Under the root folder, i.e. python
folder, run the this command first.
pip install -e . --verbose
The -e means “editable”, so changes you make to files in the bluefog directory will take effect without reinstalling the package. In contrast, if you do python setup.py install, files will be copied from the bluefog directory to a directory of Python packages (often something like /home/{USER}/anaconda3/lib/python3.7/site-packages/bluefog
). This means that changes you make to files in the bluefog directory will not have any effect.
If your system installed with NCCL >= 2.7, you should install BLUEFOG with NCCl by following command:
BLUEFOG_WITH_NCCL=1 pip install -e . --verbose
Note: By default, the above pip install
command already included the building C extension step. Following is a more detailed explanation for that.
We heavily relied on the C extension in this project. Unlike python file, whenever you modified the C files, you have to re-compile it and generate the shared library out.
python setup.py build_ext -i
where -i means the in-place build. If your environment is fine, it should be able to generate a file like mpi_lib.cpython-37m-darwin.so
under /bluefog/torch
folder. (You may have different "middle" name based on your system and enviroment).

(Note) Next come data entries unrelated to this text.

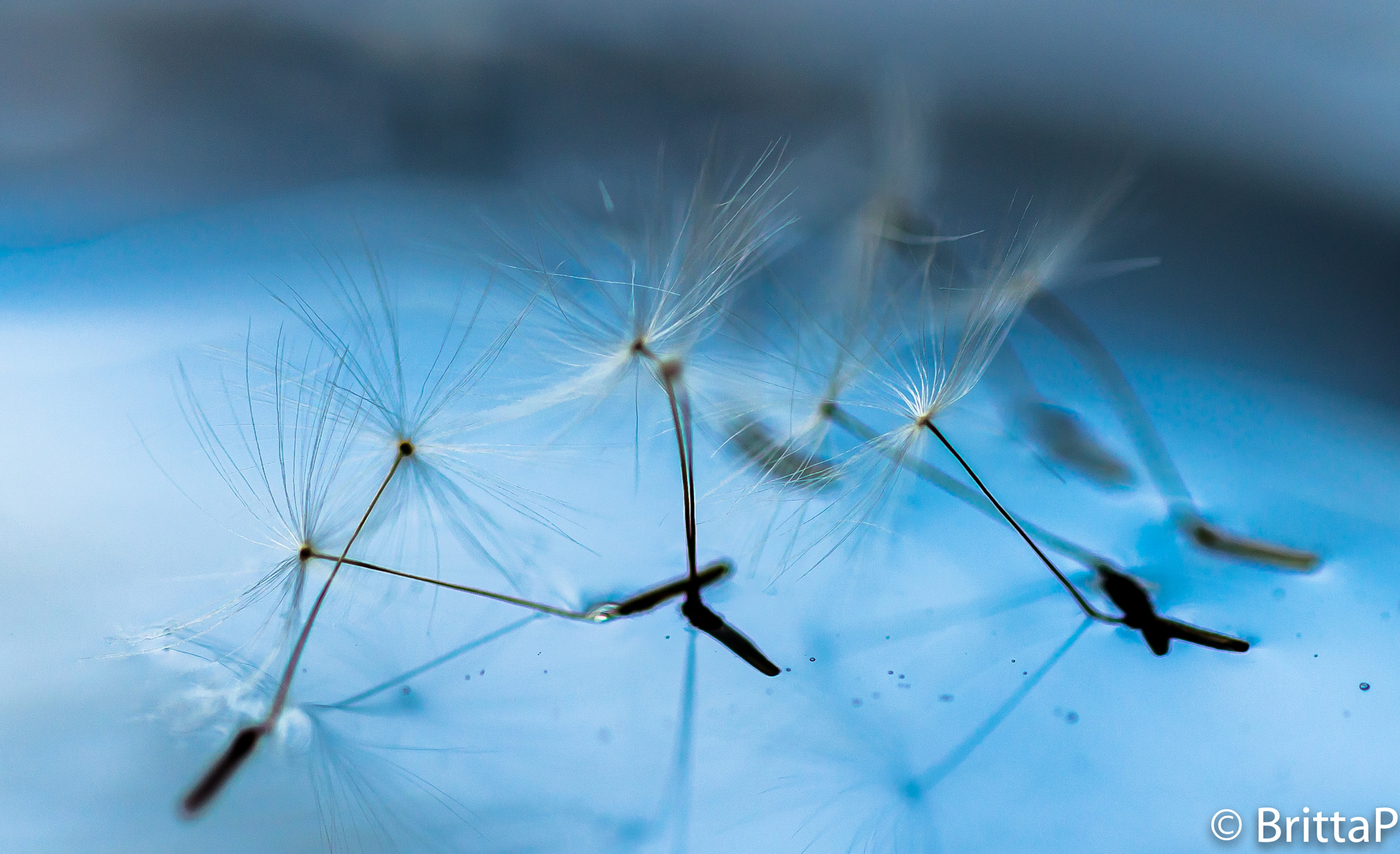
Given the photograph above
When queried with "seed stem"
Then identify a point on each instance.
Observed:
(280, 699)
(636, 604)
(924, 470)
(1084, 604)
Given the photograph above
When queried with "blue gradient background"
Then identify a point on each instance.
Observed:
(159, 165)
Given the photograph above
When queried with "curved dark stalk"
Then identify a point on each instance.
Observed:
(1157, 630)
(600, 613)
(1084, 604)
(244, 743)
(934, 475)
(1058, 317)
(693, 608)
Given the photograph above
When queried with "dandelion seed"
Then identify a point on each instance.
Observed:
(1063, 322)
(665, 299)
(1158, 632)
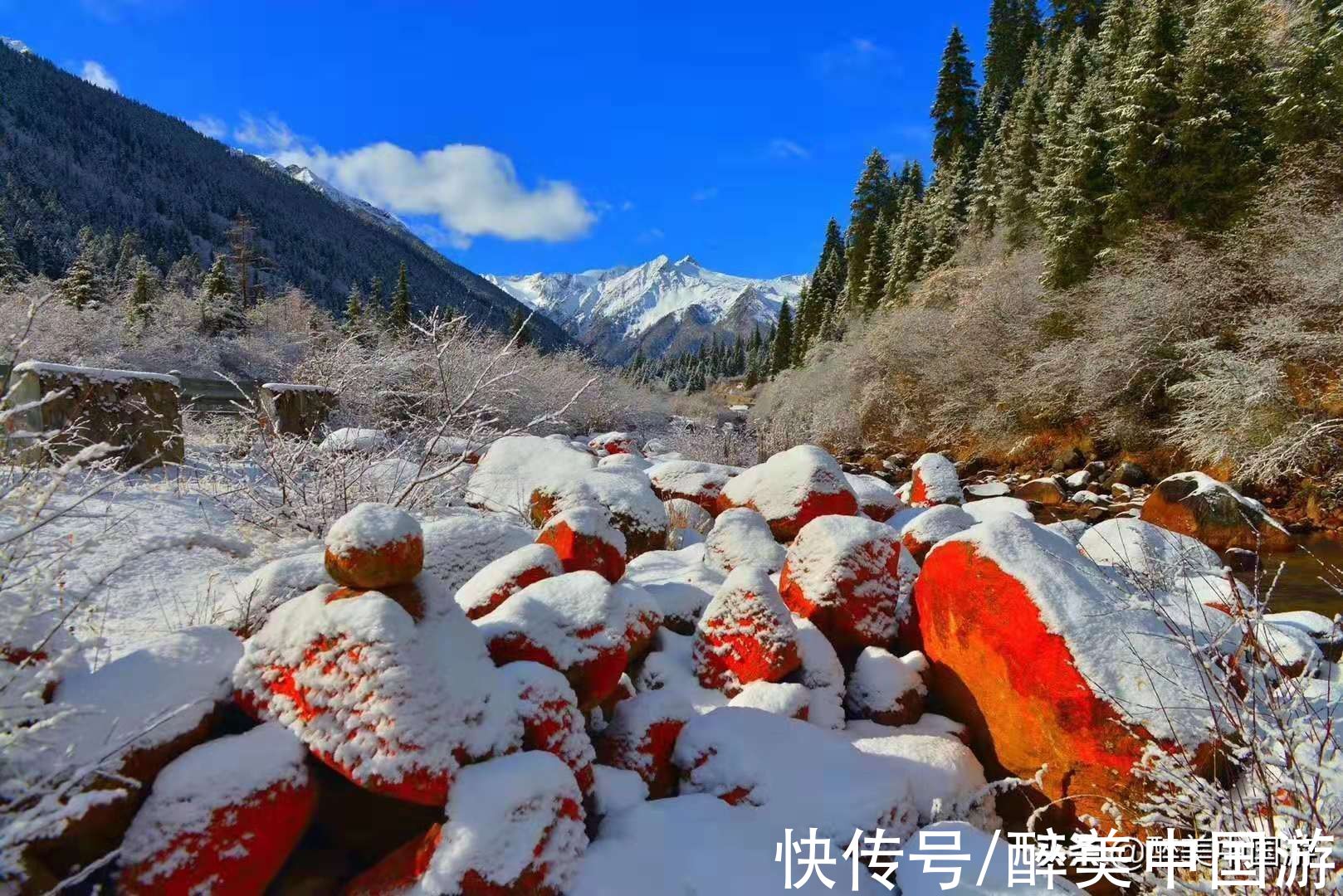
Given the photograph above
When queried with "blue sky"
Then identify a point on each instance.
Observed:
(543, 136)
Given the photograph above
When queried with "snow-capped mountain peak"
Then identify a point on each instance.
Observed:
(611, 309)
(358, 206)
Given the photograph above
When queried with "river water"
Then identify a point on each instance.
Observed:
(1310, 578)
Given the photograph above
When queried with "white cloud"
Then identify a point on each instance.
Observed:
(473, 191)
(95, 74)
(439, 238)
(784, 148)
(267, 134)
(853, 58)
(211, 127)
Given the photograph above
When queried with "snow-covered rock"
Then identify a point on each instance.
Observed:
(517, 466)
(814, 777)
(393, 704)
(642, 735)
(375, 546)
(930, 527)
(791, 489)
(574, 624)
(886, 688)
(740, 536)
(876, 497)
(1149, 555)
(501, 579)
(354, 440)
(745, 635)
(691, 480)
(228, 811)
(680, 582)
(584, 539)
(458, 546)
(1213, 512)
(1016, 620)
(852, 578)
(515, 825)
(935, 481)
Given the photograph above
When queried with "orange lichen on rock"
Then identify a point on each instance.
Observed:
(374, 547)
(1214, 514)
(745, 635)
(584, 539)
(222, 818)
(641, 738)
(852, 578)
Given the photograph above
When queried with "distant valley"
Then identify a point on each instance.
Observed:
(657, 308)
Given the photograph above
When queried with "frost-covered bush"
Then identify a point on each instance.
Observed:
(1225, 348)
(280, 332)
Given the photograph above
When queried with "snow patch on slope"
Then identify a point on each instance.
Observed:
(632, 299)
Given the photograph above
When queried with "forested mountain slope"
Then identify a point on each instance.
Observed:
(76, 156)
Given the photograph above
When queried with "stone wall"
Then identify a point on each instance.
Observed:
(293, 409)
(132, 410)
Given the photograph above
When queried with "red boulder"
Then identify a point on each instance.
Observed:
(375, 546)
(515, 828)
(745, 635)
(501, 579)
(852, 578)
(791, 489)
(584, 539)
(575, 624)
(222, 818)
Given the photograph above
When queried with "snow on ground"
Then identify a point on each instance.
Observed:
(163, 557)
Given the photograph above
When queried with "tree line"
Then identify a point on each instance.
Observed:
(1088, 123)
(108, 268)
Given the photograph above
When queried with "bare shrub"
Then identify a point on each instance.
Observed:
(1227, 349)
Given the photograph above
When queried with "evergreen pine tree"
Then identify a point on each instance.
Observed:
(871, 197)
(1310, 85)
(84, 284)
(784, 340)
(833, 247)
(1072, 17)
(217, 301)
(954, 112)
(1143, 114)
(802, 321)
(1223, 102)
(1072, 204)
(986, 184)
(1014, 32)
(829, 297)
(912, 180)
(375, 310)
(11, 269)
(128, 256)
(878, 265)
(143, 293)
(184, 275)
(354, 308)
(1016, 173)
(1071, 71)
(910, 242)
(399, 314)
(945, 212)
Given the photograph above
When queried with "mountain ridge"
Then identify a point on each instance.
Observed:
(654, 308)
(73, 155)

To check the setup and build is correct or not, run
make test
to see if all tests can pass or not. It tests all cases. If you want to test some particular cases, you can run the command like
BLUEFOG_LOG_LEVEL=debug bfrun -np 4 pytest -s test/torch_win_ops_test.py::WinOpsTests:test_func
where the environment variable BLUEFOG_LOG_LEVEL=debug
changes the print logs in C++ from default error
level to debug
level, -s
is the flag in pytest
to disable capturing the logs, and the pattern for test path is file_path::ClassName::FuncName
.
It is important to keep the code style and lint consistent throughout the whole project.

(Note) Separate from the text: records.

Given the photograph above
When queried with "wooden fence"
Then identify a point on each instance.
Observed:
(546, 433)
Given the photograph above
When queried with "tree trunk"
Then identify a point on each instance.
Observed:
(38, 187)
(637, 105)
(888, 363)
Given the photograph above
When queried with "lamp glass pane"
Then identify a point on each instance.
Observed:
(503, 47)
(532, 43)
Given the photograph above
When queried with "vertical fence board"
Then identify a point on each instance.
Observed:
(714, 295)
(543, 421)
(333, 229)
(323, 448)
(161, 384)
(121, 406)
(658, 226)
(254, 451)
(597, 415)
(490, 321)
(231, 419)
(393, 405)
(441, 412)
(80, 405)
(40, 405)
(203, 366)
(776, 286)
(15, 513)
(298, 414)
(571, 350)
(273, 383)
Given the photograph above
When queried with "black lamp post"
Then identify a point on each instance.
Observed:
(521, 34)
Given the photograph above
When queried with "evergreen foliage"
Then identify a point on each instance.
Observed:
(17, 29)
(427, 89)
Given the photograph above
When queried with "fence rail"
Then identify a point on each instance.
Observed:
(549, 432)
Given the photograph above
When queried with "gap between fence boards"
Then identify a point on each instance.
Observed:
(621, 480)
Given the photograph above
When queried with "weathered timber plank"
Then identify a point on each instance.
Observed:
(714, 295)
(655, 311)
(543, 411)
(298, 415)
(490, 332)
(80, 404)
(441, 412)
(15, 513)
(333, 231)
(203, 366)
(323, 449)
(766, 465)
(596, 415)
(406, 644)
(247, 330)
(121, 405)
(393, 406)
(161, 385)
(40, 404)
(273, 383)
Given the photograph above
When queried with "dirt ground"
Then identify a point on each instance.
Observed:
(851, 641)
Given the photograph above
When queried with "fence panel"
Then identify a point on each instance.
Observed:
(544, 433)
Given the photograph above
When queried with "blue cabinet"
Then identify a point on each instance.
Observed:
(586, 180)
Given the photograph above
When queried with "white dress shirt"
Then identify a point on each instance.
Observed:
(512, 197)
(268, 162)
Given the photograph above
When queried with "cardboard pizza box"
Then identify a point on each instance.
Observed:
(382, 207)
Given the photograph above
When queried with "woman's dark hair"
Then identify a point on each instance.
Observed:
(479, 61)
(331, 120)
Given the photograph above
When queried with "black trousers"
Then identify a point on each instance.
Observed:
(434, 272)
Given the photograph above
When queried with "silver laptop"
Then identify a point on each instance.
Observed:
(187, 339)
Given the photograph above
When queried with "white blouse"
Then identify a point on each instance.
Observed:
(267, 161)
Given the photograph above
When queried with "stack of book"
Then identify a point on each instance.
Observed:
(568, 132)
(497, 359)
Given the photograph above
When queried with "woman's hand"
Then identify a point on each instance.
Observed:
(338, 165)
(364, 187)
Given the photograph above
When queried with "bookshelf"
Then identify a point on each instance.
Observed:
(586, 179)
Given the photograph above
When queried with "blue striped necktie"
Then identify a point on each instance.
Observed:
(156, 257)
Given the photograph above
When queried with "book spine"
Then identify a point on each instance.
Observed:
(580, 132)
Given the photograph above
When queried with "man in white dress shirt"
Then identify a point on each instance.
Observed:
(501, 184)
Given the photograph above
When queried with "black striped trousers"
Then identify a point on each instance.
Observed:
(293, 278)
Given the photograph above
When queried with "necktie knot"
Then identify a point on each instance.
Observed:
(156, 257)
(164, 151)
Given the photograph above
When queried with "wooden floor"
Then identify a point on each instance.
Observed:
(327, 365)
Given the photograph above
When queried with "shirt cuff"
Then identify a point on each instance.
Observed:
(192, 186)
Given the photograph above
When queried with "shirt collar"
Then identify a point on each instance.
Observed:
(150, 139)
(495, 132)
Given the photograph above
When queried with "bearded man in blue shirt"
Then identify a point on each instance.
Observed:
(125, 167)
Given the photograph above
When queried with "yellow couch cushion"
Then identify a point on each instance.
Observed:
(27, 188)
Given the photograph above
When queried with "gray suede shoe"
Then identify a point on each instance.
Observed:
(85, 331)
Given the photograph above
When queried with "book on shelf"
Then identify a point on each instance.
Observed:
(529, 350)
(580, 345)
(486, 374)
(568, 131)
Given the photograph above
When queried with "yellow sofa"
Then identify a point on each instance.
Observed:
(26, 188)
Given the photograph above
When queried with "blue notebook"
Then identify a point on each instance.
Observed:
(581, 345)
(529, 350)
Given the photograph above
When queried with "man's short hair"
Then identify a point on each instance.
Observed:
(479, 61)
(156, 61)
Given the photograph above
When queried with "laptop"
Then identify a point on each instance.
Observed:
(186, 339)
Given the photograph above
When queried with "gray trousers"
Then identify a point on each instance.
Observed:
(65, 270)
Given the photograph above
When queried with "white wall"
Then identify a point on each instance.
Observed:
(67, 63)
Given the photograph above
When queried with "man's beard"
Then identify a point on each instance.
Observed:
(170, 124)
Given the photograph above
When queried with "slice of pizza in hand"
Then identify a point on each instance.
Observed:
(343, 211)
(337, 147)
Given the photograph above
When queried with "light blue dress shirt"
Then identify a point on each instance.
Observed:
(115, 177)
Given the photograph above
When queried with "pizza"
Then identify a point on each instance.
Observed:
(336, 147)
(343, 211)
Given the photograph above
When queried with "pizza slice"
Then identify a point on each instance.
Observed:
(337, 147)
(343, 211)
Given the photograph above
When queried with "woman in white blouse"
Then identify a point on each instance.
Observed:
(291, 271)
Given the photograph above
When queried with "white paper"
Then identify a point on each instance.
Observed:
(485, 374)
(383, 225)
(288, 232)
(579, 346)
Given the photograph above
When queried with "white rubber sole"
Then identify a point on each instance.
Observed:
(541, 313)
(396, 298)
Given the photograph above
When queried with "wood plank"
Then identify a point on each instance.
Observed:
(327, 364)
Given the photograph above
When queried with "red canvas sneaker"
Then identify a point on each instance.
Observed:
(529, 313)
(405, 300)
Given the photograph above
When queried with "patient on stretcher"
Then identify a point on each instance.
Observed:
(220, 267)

For python, we use normal pylint, which is specified in the .pylintrc
file. Python docstring style is google style. It is recommended to have an editor to run pylint
easily (But do not turn on format-on-save.) Otherwise, remember to run pylint {FILENANE}
on your changes.
For C++, we use clang-tidy
? I am not very familiar with C++ format. Right now, we have a simple .clang-format
file. I just use vscode clang-format
plugin.
- If my default python version is 2, how to set the default python version to 3?
Answer: alias python=python3
- If my pytorch is not well installed, how to reinstall pytorch?
Answer: Uninstall torch: pip uninstall torch
Install torch: pip3 install torch torchvision
- I got the following error when executing "BLUEFOG_LOG_LEVEL=debug mpirun -n 2 python bluefog/torch/c_hello_world.py". How to address this issue? Error: File "bluefog/torch/c_hello_world.py", line 36 print(f"Rank: {rank}, local rank: {local_rank} Size: {size}, local size: {local_size}") ^ SyntaxError: invalid syntax
Answer: you should precise python3 using the following command: BLUEFOG_LOG_LEVEL=debug mpirun -n 2 python3 bluefog/torch/c_hello_world.py
- If I get the following error when executing "make test" command, how to address this issue? Error: Test error: There are not enough slots available in the system to satisfy the 4
Answer: Reason: there are not enough physical CPU cores (the test requires 4) in your machine. In order to address this issue, you should first use "sysctl hw.physicalcpu hw.logicalcpu" command to know the number of physical CPU cores. Assume that you have 2 physical CPU cores in your machine, you need to modify 4 in python/Makefile to 2. Then, the issue is resolved.